I started TryHackMe’s Pre-Security path this week. It’s free, it’s the recommended starting point if you have no security background, and it’s structured as five modules that take you from “what is a network?” to “what is a vulnerability?”
I have a CS degree and six years of web dev, so I’m not a true beginner. But I wanted to walk through it from the start anyway, because two things were true:
- I haven’t thought about networking fundamentals in years.
- Skipping foundations is how people fail Security+.
Here’s how the first few rooms went.
Module 1: Cyber Security Introduction
This is mostly orientation. What roles exist (red team, blue team, GRC), what a SOC is, what penetration testing is. If you already have a sense of the field, you can skim it in 30 minutes.
✅ Worth doing if you’re brand new. ⏭️ Skip if you’ve already read any “what is a SOC analyst” article.

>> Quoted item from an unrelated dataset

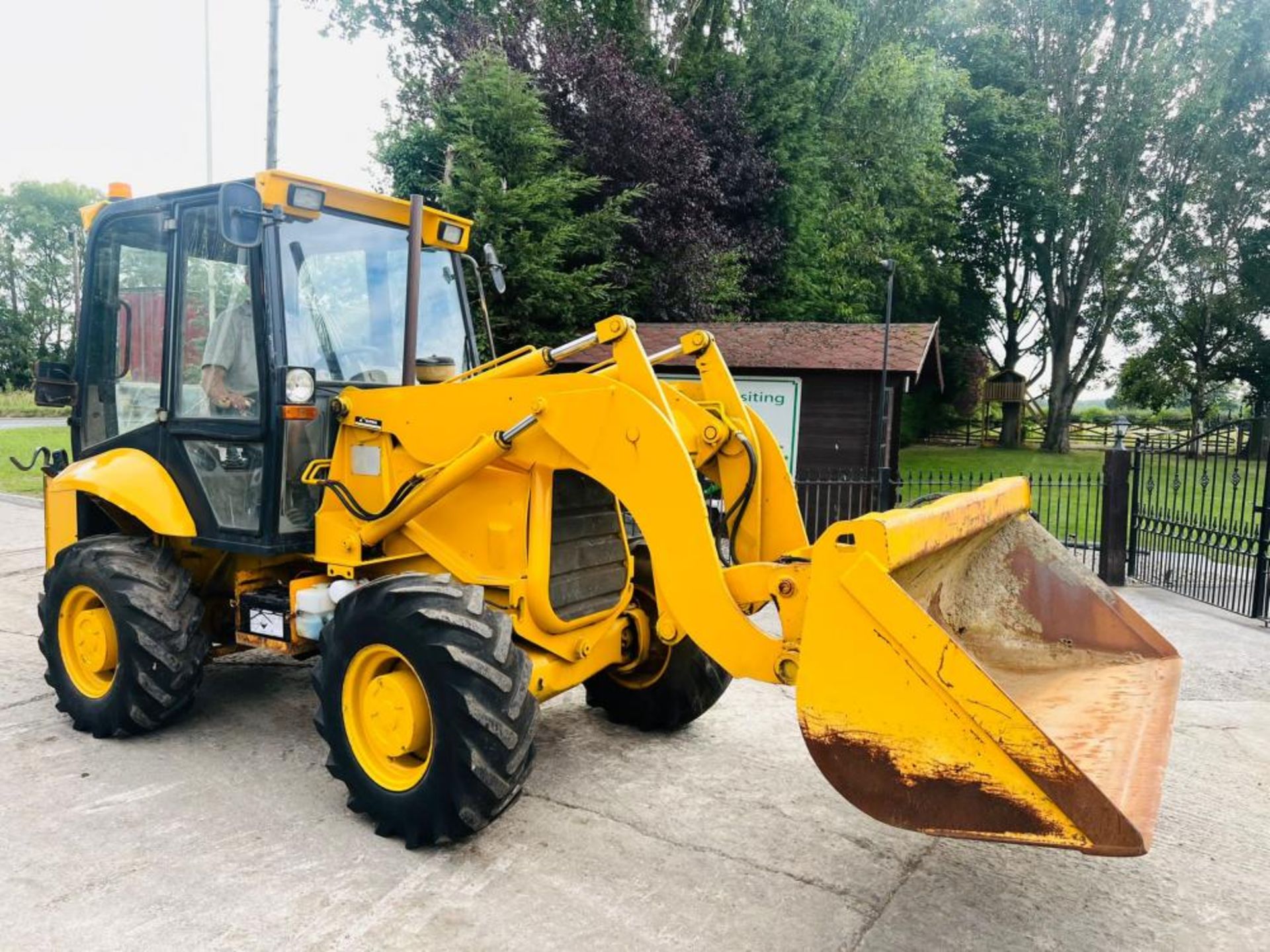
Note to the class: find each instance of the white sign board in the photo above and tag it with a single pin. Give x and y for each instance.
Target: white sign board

Module 2: Network Fundamentals
This is the heart of why I’m doing the path. The rooms cover:
- The OSI model
- TCP/IP
- IP addresses, MAC addresses, DNS
- Common ports
Even with a CS degree, doing the practical exercises — actually pinging things, looking up DNS records, identifying what port HTTPS uses — was useful. The terminal practice alone is worth it.
I caught myself rusty on subnetting. I didn’t fail any questions, but I had to think about it harder than I should have. I’ll come back to subnetting in week 2 of my Security+ prep.
✅ Worth doing slowly. 📝 Open a notebook. You’ll want to write subnet math on paper.
Module 3: How the Web Works
For a former web developer, this is the easy module. HTTP requests, status codes, cookies, what <script> tags do, basic injection ideas.
⏭️ Mostly skim if you’ve ever shipped a website. The key new content for security is around “what an attacker looks at” — same web, different lens.
What I’m taking from it
A few notes I want to remember:
- The OSI model isn’t trivia. Every Sec+ question about which layer something happens at depends on knowing it cold. Memorize layers 1–7 and what runs at each.
- DNS is more interesting than I gave it credit for. Recursive vs authoritative resolution, record types (A, AAAA, MX, CNAME), TTLs. There’s a whole attack surface here I want to come back to.
- TryHackMe’s editor for typing answers is annoying but the rooms themselves are genuinely well-built. Don’t let the UI put you off.
Time spent
About 6 hours total over two evenings to get through the first three modules. I’ll finish modules 4 and 5 (Linux fundamentals and Windows fundamentals) over the next two days, then move to the SOC Level 1 path.
This is a good way to stay honest with myself about what I do and don’t remember from years ago. Recommended.